Meritokrasi yoksunluğu toplumu nasıl etkiler?


 

Platon, İsa’dan 400 sene önce Devlet’i yazdığında demokrasiyi tanımlarken, demokrasiyi oklokrasi ile meritokrasi arasında salınan bir yönetim biçimi olarak tarif etmiştir. Oklokrasi cehaletin üstünlüğüdür. Meritokrasi ise hak edenin, liyakatin üstünlüğüdür. Yani öyle toplumlar olabilir ki cehalet kendine ait bir yönetici seçebilir. Bu seçilmiş olan yönetici demokrasiyle seçilmiştir, demokratik kurallarla seçilmiştir ama cehaletin yönetimi toplumu iyiye götürmeyebilir. Bu nedenle demokrasinin içindeki katmanlardan meritokrasiye doğru biz yaklaşmalıyız ki demokrasi iyi bir yönetim biçimi olsun. Bu nedenle meritokrasi, yani liyakat, hak edenin belirli bir görevi alması. Bu aslında şu anki toplumumuzda, dünyada, yani bu Post Truth Era ettiğimiz lanet bir dönem var ya, bu dönem içerisinde çok az bulunan şey. Ama meritokrasi işin layığına verilmesi, hak edene verilmesi. Bunu yapmak her zaman kolay bir şey değil çünkü hak eden kimdir sorusunun yanıtını bulmak da kolay bir şey değil. Fakat en azından böyle bir hedef olması lazım ki demokrasi işe yarasın. Aksi takdirde demokrasi tehlikeli bir rejimdir. Demokrasiyi kurtaran meritokrasidir. Yani liyakatın üstünlüğü ilkesinin uygulandığı toplumlarda, demokrasi o toplumu ileriye götürür.

 


Yapay zekanın en layık devlet yöneticisini seçebileceğini düşünüyor musunuz?


 

Yani bir insan seçiyorsa bir yapay zeka da seçer onu baştan söyleyeyim. Yani bir insan seçebiliyorsa ya da bir insanın herhangi bir iş için en layığını seçtiğini kabulleniyorsak zaten yapay zekanın da yapabileceği kabullenmek zorundayız ama burada esas önemli olan içinde bulunulan o örüntü, içinde bulunan o zihinsel ağdır. Ne zaman ki herhangi bir seçimi tek bir kişi, tek bir nokta, tek bir yapay zeka, tek bir makine, tek bir insan yapmaz, bu bağlantısallık ağı yaparsa işte o zaman en iyi seçilebilir.
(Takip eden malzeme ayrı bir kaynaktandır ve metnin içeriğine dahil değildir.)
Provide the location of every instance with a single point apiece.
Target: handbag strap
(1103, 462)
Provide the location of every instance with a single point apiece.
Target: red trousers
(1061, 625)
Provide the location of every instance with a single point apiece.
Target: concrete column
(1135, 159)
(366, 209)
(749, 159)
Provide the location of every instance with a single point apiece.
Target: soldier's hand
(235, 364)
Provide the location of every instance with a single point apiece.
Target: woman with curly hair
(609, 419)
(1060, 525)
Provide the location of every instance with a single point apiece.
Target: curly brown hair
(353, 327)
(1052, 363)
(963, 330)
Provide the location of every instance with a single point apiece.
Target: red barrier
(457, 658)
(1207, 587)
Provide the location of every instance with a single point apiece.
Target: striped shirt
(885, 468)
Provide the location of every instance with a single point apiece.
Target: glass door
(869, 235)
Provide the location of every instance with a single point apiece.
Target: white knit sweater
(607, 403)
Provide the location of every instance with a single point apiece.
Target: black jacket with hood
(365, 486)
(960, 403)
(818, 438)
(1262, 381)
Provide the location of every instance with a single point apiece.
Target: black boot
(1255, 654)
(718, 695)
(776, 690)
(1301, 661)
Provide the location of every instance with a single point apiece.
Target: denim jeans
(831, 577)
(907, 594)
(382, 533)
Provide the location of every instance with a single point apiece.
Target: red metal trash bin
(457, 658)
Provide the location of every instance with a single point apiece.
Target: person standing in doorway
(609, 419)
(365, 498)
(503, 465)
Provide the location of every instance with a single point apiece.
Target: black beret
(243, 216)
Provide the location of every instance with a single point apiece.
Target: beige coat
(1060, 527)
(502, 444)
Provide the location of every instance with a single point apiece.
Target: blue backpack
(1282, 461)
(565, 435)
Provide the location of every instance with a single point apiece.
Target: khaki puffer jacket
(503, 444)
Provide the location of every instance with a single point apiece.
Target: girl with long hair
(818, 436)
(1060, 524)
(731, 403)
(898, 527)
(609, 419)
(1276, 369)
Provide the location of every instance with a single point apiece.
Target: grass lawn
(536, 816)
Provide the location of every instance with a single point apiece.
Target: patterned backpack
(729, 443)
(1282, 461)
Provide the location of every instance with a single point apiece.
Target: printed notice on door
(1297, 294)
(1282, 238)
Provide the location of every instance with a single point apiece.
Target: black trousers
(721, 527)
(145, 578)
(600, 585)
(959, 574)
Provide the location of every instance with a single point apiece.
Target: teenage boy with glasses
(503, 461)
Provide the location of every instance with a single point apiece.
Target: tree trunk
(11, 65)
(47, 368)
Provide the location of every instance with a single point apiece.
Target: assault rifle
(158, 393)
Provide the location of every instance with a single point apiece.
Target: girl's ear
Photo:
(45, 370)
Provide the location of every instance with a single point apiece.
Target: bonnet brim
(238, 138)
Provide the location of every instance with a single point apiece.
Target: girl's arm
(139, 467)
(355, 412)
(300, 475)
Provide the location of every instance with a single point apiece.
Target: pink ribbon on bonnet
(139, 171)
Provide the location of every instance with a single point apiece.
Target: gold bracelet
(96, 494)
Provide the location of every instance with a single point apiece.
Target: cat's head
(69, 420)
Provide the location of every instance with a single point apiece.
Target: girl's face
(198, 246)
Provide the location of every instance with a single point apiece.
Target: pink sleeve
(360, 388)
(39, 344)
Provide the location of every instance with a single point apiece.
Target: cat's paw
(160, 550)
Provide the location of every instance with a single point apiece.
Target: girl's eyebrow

Bu bağlantısallık ağının bir yapay zeka karşılığı var mıdır? Evet. Daha zor bir şey ama muhtemelen olabilir çünkü bağlantısallık denilen bu yapı bir bilinç oluşturur. Yani liyakati belirleyen bilinçtir. Liyakati belirleyen tek tek insanlar değil, tek tek odaklar, tek tek bir algoritma falan değil. Bu örüntü, bu ilişkiler ağı, bağlantısallık matematiği, bu beraberinde bilinç oluşturur ya da vicdan oluşturur diyeyim. Bu bağlantısallık bütünlüğünün oluşturduğu bu karar esas meritokrasiyi oluşturan bir karardır. Bir kişi eğer bu bağlantısallık bütünlüğünün yerine karar vermeye başlarsa zaten bunun adı demokrasi olmaz. O zaman da meritokrasinin bu sistem içerisinde yeri olmaz. Dolayısıyla tek bir yapay zeka algoritması meritokrasi konusunda karar verdiği zaman, o zaman bu diktatörlük haklarının tek bir yapay zekaya verilmesi anlamına gelebilir. O da tehlikeli bir şey. Yani bilinç her an bu bağlantısallık ağının oluşturduğu bir süreçtir. Bu bilince güvenmek lazım.